Royce did a quick search for any other bodies. It would take some time to thoroughly cover the premises, but he couldn’t stay another minute without giving up his lunch. In all his years on the force, he had never seen anything like this. He would need to bring in forensic experts for this one.

Chief Johnson headed back to his radio to let Janie know what he discovered. He then taped off the area as a crime scene.

Chapter 2

Johnny leaned on the bar trying to hold steady as he continued to drink Theresa off his mind. She was the last remnant of his golden high school memories. Theresa stood by him after the head injury that last game of his senior year, that ended his chances of a college scholarship. All his so called friends dropped him several years ago. Now she was gone.

He was still in good shape physically. His life changing injury didn’t change his good looks and charm. In fact, it hadn’t changed him much at all, except for his confidence and feelings of failure. He now spent way too much time living in the past, afraid to move on.

By day, Johnny worked in construction. At night, he could be found at the closest bar. When he had enough booze in him, he’d find someone to listen, as he relived the glory days of playing quarterback for the Comancheros at Houston’s North Side High School.

Johnny saw her from across the room. She came back.

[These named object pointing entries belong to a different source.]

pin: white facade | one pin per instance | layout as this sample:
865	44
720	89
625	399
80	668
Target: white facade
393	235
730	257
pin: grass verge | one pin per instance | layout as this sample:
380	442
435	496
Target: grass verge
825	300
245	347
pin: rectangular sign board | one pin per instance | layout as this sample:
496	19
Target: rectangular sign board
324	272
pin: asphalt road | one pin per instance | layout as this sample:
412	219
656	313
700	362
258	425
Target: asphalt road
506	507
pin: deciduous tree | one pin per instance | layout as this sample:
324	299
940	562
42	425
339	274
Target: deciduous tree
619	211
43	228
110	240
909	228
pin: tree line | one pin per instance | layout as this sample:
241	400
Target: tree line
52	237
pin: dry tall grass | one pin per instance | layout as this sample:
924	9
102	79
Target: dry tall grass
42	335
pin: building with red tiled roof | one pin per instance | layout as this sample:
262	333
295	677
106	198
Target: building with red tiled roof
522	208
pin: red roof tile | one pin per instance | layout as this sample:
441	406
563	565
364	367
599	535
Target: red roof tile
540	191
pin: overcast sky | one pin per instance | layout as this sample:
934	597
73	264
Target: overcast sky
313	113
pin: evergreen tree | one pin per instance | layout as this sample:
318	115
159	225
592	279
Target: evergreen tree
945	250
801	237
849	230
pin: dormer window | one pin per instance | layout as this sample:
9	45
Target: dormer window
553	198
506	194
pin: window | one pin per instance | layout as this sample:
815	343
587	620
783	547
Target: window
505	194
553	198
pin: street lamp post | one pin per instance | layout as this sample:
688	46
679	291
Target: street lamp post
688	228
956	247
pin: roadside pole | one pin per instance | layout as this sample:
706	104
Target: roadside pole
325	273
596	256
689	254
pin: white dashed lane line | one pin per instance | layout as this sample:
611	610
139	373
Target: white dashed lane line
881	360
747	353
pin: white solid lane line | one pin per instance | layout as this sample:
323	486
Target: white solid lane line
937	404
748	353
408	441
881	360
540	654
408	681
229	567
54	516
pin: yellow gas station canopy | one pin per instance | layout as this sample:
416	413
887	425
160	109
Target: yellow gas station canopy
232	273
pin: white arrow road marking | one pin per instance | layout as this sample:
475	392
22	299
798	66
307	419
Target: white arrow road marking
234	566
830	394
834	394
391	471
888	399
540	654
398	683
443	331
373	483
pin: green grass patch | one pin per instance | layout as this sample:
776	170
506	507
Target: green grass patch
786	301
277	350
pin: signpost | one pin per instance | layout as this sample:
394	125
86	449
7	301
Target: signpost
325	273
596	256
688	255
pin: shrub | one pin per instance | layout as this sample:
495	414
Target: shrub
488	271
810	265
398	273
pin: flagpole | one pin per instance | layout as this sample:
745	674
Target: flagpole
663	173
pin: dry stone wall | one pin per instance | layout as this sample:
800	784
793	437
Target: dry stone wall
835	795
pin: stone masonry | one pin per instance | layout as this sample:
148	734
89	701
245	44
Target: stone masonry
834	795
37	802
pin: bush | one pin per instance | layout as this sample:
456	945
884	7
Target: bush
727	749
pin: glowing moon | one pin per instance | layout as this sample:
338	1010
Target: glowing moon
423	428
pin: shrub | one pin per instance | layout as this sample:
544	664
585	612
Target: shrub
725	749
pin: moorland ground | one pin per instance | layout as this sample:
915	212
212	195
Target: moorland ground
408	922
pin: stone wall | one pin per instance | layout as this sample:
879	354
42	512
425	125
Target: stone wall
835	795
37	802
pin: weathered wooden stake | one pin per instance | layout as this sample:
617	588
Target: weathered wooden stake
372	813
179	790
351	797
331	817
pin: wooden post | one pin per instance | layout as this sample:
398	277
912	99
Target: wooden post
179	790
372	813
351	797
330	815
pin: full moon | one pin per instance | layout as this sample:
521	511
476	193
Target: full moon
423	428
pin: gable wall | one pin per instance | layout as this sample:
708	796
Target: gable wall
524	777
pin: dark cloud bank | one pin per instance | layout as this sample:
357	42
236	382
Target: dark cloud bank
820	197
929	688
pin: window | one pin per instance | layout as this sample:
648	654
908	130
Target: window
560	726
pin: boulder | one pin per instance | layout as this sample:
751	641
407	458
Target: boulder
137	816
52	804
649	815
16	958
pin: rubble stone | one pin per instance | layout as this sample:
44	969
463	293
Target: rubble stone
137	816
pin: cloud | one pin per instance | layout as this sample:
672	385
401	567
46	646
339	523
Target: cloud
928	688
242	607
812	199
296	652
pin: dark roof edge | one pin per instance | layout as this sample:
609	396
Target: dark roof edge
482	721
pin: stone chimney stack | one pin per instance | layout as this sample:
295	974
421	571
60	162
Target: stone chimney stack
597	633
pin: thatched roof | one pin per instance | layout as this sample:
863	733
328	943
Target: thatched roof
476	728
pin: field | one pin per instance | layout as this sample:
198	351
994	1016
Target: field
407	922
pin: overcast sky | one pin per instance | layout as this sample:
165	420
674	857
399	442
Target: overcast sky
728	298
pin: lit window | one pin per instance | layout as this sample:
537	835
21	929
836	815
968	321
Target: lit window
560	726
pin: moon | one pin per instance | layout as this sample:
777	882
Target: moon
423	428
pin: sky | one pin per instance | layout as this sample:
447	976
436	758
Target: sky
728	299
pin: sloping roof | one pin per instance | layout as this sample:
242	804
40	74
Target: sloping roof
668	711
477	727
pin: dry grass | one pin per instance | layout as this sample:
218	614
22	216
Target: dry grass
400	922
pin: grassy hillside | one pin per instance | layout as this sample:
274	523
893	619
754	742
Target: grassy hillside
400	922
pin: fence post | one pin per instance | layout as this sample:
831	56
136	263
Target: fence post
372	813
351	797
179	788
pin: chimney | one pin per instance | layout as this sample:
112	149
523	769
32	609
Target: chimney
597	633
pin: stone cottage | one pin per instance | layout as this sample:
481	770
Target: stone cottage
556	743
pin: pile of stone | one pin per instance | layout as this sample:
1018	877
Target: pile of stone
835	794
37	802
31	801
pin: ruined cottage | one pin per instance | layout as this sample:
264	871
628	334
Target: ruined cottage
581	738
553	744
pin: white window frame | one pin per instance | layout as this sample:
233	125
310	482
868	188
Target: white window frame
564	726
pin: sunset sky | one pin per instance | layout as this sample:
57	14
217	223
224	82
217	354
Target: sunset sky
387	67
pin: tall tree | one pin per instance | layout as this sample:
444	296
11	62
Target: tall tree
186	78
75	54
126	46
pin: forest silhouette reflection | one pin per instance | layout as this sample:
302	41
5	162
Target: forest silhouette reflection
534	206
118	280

He recognized her petit frame, with shimmery blond hair cascading just below her waist. He slowly walked towards her, trying not to show his drunken state. Just as he came up to her she turned. It wasn’t Theresa.

“Hey Johnny.” Clarisse feigned surprise.

“Hey Clarisse, I thought you were someone else.” It was hard to hide the disappointment in his voice. The only thing Clarisse and Theresa had in common were their petite frames, large blue eyes and long blond hair. He didn’t want to hurt her feelings; even more he didn’t want to spend any time with Clarisse. He knew she had a crush on him in high school. There was that party in their Junior year when she declared her feelings for him, seconds before throwing up beer and tequila all over his shoes. She seemed to always be lingering within a couple yards whenever he was out.

“Who’d you think I was?”

“No one, sorry.”

“Hey that’s okay. Whatcha up to?”

“Nothing, I think I’m gonna head back home.” “You ain’t gonna drive in your condition, are you?”

“I’m fine, I only lived a couple blocks from here.”

“I can’t let you drive. Give me your keys. I’ll get you home.” With that she sidled up close to him and slipped her hand in his front pocket and pulled out his keys. Nose to nose, all he could see was her beautiful blue eyes and he wanted to dive in as if they were a couple of mountain lakes.

“Okay, but how will you get home?’

“We’ll figure that out later.” She slyly smiled.